Morgan Stanley’s wealth management unit saw robust growth in client assets and added financial advisors after shedding them in previous quarters, but its acquisition of E*Trade and a settlement with regulators caused net income to fall.
The unit ended September with $2.85 trillion in client assets, which was a 7% increase over the previous quarter and an 11% increase year-over-year, according to Morgan Stanley’s third-quarter earnings release.
The unit had $23.8 billion in fee-based asset flows in the third quarter, up from $15.5 billion in the same quarter last year. That brought fee-based client assets to $1.33 billion, up from $1.19 billion it had a year ago. Fee-based assets inched up from 46% of overall client assets at the end of June to 47% at the of September.
Client liabilities rose 6% during the third quarter, reaching $100 billion, which was also 16% higher year over year.
Morgan Stanley also managed to add 70 wealth management representatives during the third quarter, bringing the total to 15,469. However, that was still fewer than a year ago, when the firm had 15,553 representatives.
Along with the growth in advisor ranks, client assets per representative rose to $184 million in the third quarter, which was 6% higher than in the prior quarter and 12% higher year-over-year.
Annualized revenue per representative, however, slipped 1% from the second quarter, to $1.207 million — but that was still 8% higher year-over-year.
Meanwhile, wealth management revenue from asset management soared 11% from the second quarter of 2020, to $2.79 billion by the end of the third quarter, which was also 6% higher year-over-year.
However, transaction revenue slipped 18% during the third quarter, to $880 million, although that was still 48% higher year-over-year. Net interest income revenue also slipped 14% during the quarter, to $880 million, which was also 15% lower year over year.
Regulatory charge, E*Trade deal
Net revenues in the wealth management unit nonetheless inched down, from $4.68 billion in the second quarter to $4.66 billion in the third quarter, but was 7% higher year-over-year.
In addition, while the unit saw a 2% drop in compensation and benefits expenses during the third quarter, non-compensation expenses rose 5%, to $853 million, which was also 9% higher year-over-year.

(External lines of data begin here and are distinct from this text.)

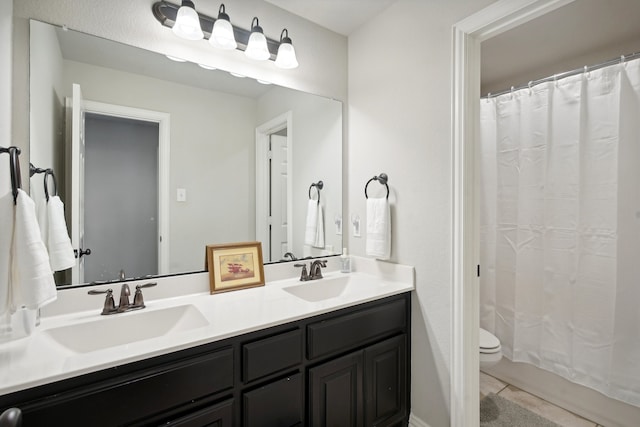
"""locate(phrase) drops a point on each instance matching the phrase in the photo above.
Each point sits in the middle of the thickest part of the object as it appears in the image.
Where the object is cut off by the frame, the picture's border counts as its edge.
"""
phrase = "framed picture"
(234, 266)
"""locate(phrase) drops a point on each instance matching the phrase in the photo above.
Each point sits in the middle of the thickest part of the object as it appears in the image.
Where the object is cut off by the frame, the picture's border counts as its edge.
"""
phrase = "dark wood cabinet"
(364, 388)
(345, 368)
(335, 392)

The company attributes the increase primarily to “a $60 million regulatory charge in the third quarter and expenses associated with the acquisition of E*Trade, partially offset by lower spending on business travel and entertainment.”
Earlier this month, the Office of the Comptroller of the Currency announced that it fined the company $60 million over alleged lapses in protecting customer data on decommissioned equipment in 2016 and 2019 — over which the wirehouse also faces several lawsuits.Morgan Stanley concluded its $13 billion acquisition of E*Trade earlier this month.
The wealth management unit’s third-quarter net income applicable to Morgan Stanley inched down to $842 million, which was 1% lower than in the prior quarter and 12% lower year-over-year, according to the report.
However, net revenue for the firm overall was $11.7 billion during the third quarter, up from $10.0 billion a year ago, Morgan Stanley says.
“We delivered strong quarterly earnings as markets remained active through the summer months, and our balanced business model continued to deliver consistent, high returns,” Morgan Stanley chairman and CEO James Gorman says in a statement. “The completion of the E*Trade acquisition, the subsequent ratings upgrade from Moody’s, and the recently announced acquisition of Eaton Vance significantly strengthen our Firm and position us well for future growth.”
Morgan Stanley announced that it’s acquiring Eaton Vance for around $7 billion just days after getting the final approval for the E*Trade deal.